TFW You’re Successful — and Miserable

Read this reflective narrative about chasing success.

Claire is a go-getter, and when she found a fitness organization that matched her drive, she dove all the way in, taking on a career with the business. She was succeeding in this work, but a restless feeling began telling her that she was chasing this work for the wrong reason — she was hooked on the value it seemed to give her in the world’s eyes. Here, she describes what it took for her to change course. 

During my freshman year of college, I joined a health and fitness organization that taught women a variety of different workouts. I was captivated by their motto: “To liberate girls from the elliptical.” They were committed to empowering women to try workouts that are traditionally deemed more masculine. I joined this organization because of their challenging mission, and to keep fit while in college. 

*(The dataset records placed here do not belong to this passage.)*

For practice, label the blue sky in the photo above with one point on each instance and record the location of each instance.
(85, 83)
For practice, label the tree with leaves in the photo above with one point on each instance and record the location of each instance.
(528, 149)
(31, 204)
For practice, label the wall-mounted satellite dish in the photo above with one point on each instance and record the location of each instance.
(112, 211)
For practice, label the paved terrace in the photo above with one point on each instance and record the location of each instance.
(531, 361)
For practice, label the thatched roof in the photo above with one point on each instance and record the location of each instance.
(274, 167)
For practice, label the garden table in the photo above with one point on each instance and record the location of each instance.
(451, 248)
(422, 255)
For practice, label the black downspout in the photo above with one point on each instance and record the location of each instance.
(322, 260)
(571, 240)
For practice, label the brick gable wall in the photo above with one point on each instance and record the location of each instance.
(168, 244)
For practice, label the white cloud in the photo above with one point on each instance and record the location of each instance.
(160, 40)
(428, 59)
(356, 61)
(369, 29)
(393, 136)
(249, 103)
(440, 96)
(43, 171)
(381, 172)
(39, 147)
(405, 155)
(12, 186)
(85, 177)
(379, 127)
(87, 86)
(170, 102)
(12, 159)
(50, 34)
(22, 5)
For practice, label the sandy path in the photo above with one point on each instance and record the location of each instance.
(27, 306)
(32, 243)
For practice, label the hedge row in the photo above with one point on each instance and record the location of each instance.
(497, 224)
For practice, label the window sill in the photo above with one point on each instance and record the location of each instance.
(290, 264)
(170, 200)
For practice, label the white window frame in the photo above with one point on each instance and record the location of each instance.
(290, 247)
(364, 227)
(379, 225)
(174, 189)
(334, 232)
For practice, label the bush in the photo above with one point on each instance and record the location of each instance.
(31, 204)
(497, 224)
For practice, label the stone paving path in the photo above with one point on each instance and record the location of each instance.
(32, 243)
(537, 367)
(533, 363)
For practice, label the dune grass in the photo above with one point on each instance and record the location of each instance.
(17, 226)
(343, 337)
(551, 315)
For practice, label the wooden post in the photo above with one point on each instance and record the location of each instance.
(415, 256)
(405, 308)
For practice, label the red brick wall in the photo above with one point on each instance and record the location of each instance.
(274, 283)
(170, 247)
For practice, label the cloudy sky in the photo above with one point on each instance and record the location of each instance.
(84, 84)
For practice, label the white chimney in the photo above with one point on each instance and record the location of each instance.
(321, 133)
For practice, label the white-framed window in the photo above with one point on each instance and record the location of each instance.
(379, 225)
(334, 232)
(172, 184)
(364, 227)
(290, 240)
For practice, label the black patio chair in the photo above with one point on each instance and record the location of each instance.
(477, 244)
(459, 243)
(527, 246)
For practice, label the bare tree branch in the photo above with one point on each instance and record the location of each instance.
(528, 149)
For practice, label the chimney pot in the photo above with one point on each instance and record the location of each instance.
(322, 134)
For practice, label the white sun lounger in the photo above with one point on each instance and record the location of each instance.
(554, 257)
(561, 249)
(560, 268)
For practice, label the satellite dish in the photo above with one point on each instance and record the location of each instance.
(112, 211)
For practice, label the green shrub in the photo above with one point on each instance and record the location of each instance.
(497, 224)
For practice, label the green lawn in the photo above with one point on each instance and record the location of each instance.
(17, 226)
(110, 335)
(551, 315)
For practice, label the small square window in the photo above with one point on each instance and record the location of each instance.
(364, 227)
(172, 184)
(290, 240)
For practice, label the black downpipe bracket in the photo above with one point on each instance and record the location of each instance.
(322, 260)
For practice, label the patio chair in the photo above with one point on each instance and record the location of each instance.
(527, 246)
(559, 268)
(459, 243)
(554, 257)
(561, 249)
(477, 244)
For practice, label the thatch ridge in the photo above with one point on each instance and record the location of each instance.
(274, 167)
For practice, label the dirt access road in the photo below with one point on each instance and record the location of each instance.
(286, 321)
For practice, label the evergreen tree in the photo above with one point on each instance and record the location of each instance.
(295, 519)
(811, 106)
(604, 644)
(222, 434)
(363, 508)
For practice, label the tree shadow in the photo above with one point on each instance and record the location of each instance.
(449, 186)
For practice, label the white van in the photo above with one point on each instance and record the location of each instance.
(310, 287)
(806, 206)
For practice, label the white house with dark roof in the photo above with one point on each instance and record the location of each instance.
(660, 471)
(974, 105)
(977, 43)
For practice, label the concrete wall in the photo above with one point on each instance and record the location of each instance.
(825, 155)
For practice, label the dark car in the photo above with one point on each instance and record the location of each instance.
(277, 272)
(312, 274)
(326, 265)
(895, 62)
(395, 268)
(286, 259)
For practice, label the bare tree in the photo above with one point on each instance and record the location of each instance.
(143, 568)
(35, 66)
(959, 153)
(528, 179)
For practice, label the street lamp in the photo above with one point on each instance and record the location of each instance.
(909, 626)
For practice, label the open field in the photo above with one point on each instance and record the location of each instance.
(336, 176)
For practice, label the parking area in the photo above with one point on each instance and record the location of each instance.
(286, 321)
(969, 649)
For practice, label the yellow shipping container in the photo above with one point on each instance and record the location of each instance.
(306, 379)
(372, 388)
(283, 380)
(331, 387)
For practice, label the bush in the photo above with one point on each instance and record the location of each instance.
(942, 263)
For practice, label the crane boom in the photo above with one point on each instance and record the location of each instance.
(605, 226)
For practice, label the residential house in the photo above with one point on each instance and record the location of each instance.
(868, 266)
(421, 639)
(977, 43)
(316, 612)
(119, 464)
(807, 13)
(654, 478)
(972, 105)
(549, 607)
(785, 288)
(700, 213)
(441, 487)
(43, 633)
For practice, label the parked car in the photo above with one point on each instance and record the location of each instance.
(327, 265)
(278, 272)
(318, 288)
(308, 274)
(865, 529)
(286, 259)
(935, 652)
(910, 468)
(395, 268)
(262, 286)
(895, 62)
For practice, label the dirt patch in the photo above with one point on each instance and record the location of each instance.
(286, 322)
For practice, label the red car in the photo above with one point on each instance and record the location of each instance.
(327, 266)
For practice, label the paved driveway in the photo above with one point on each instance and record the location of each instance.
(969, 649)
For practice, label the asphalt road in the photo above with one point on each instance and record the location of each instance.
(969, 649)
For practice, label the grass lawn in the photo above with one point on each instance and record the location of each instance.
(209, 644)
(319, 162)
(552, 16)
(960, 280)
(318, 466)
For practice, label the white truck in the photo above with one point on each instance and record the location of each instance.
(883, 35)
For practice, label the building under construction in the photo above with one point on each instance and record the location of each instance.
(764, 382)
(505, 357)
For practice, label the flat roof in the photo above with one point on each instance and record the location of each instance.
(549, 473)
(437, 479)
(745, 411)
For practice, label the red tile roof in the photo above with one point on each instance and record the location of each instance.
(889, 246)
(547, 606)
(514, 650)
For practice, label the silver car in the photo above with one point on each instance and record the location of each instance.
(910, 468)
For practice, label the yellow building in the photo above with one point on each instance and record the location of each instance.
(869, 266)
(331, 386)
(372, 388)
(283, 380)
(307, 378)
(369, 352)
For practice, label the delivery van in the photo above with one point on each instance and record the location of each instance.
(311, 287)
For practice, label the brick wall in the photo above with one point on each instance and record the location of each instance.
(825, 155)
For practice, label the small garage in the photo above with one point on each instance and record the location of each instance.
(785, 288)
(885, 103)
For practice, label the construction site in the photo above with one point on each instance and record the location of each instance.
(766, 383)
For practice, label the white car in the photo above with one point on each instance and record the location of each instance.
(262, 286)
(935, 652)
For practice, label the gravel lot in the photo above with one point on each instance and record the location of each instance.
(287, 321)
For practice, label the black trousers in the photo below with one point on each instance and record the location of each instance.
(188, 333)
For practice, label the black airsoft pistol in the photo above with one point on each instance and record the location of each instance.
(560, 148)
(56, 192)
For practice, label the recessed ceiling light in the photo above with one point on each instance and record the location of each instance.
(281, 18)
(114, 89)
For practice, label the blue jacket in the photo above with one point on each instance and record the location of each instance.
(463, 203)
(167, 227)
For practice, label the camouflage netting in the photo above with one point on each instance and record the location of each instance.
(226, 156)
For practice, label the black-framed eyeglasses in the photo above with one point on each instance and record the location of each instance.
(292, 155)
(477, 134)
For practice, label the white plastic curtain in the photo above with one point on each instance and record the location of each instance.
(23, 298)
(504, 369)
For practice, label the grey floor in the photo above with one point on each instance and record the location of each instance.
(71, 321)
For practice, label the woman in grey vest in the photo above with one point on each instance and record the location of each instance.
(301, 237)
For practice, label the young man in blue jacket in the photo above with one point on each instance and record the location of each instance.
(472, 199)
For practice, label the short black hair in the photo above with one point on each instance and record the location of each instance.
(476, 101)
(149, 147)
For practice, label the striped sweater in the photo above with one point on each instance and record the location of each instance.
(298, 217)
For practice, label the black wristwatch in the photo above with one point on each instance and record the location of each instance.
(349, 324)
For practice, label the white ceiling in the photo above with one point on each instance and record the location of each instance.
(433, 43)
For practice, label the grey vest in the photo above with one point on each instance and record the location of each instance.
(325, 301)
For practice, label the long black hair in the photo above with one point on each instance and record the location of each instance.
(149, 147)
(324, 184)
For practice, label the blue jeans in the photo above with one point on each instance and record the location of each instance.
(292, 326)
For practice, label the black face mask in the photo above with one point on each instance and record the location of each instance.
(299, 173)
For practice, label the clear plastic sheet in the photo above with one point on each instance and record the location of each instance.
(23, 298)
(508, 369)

I found a wonderful community of women there who held me accountable in my health, and I wanted to do more for them. The next year, I became a small group leader, directing a workout at the gym for a group of girls once a week. It was a nice routine that fit in perfectly with my other commitments.

I quickly became dissatisfied with being a small group leader — it seemed like I wasn’t doing enough. As a type-A personality, I like to be in charge… but it quickly became more than that. At that time in my life, I wanted to create an image for myself that seemed impressive to other people. I wanted others to look at my resume and recognize my importance instead of trusting that they could simply acknowledge and love me for the person I was. 

Looking back, I can see that my values were in the complete reverse order. I thought that if I was succeeding in an external, observable way, I would find value in winning according to the world’s standards. That motivation drove me to become president of the fitness organization.

I still loved what the organization stood for during my time as president, but during the first few months of the school year, I could tell something was missing. I was chasing success for approval and validation, not because I was passionate about the work or wanted what was best for the organization. And it was draining. An activity that once brought me stress relief and fun seemed like another task to add to my to-do list. 

Although I knew something was wrong, it was easy to ignore my interior life when I was busy trying to meet some standard of worldly success. There was a gap between the surface-level decision making that caused me to immediately jump at this challenge and the deep-down gut feeling that was starting to tell me something was out of place. 

After months of mental exhaustion, I knew I needed to reevaluate my decision, but I didn’t know where to start. I didn’t want to be seen as a quitter, and didn’t want to admit that I couldn’t live up to expectations. Forcing myself to be busy with my commitments caused me to avoid silence and the reality that I was stressed and unhappy. Because I had no time to attend to my mind and heart, it seemed impossible to figure out what to do. It was clear I needed to attend to the deep-down hesitations I desperately tried to ignore.

First, I journaled. Writing surfaced insights and values that were dormant or hidden, and that shone a light on my situation. It was incredibly cathartic to brain-dump all of my thoughts — especially the ones I didn’t realize I am having until they appeared on the page. “Don’t think, just write” was the motto I had for myself. Journaling gathered the swirling thoughts in my head and put them on a logical pathway. The practice quickly revealed to me what was really going on inside me, so I’ve continued it. Each time I am faced with a decision and get stuck in my head, I journal for at least 15 minutes. I immediately go back and read what I wrote and find clarity. It helps me discover new patterns in my thought process. 

After writing, I found time for silence and quiet reflection. It is nearly impossible to find silence these days, and even now, I still try to ignore moments of quiet and stillness. When I started sitting in silence, it was wildly overwhelming to be left alone with my thoughts. But it didn’t take long to settle in, and the stillness allowed me to perceive a clear direction. Quiet reflection helped me confront and accept a difficult conclusion: the best thing for this organization wasn’t me. 

So I found myself swallowing my pride. While I initially got involved as a small group leader to give back to women who joined me in community, I became president for the wrong reason. A healthy dose of success is a wonderful boost, but I made it my everything. I lost sight of the things I was passionate about. I was doing it just to affirm that I could do it, and was spread pretty thin from all of my other commitments. 

It was incredibly difficult to step down. I still love this organization and what it stands for. I felt as though I was letting everyone down; I felt as though I was letting myself down. In many ways, I failed the world’s standards. But recognizing my limitations and learning when to stop has been incredibly freeing. I was able to appreciate the organization even more because I remembered why I enjoyed it in the first place. And if I hadn’t stepped down, I wouldn’t have found time to discover the truly fulfilling career path that I am currently in.

I learned that no matter what decision I have to make — hard or small — it’s so important to give time and energy to dig deeper. I could have gone with the flow and followed my surface-level instincts — and I would have been rewarded for that — but I wouldn’t be as centered or peaceful as I feel today. And that’s worth so much more.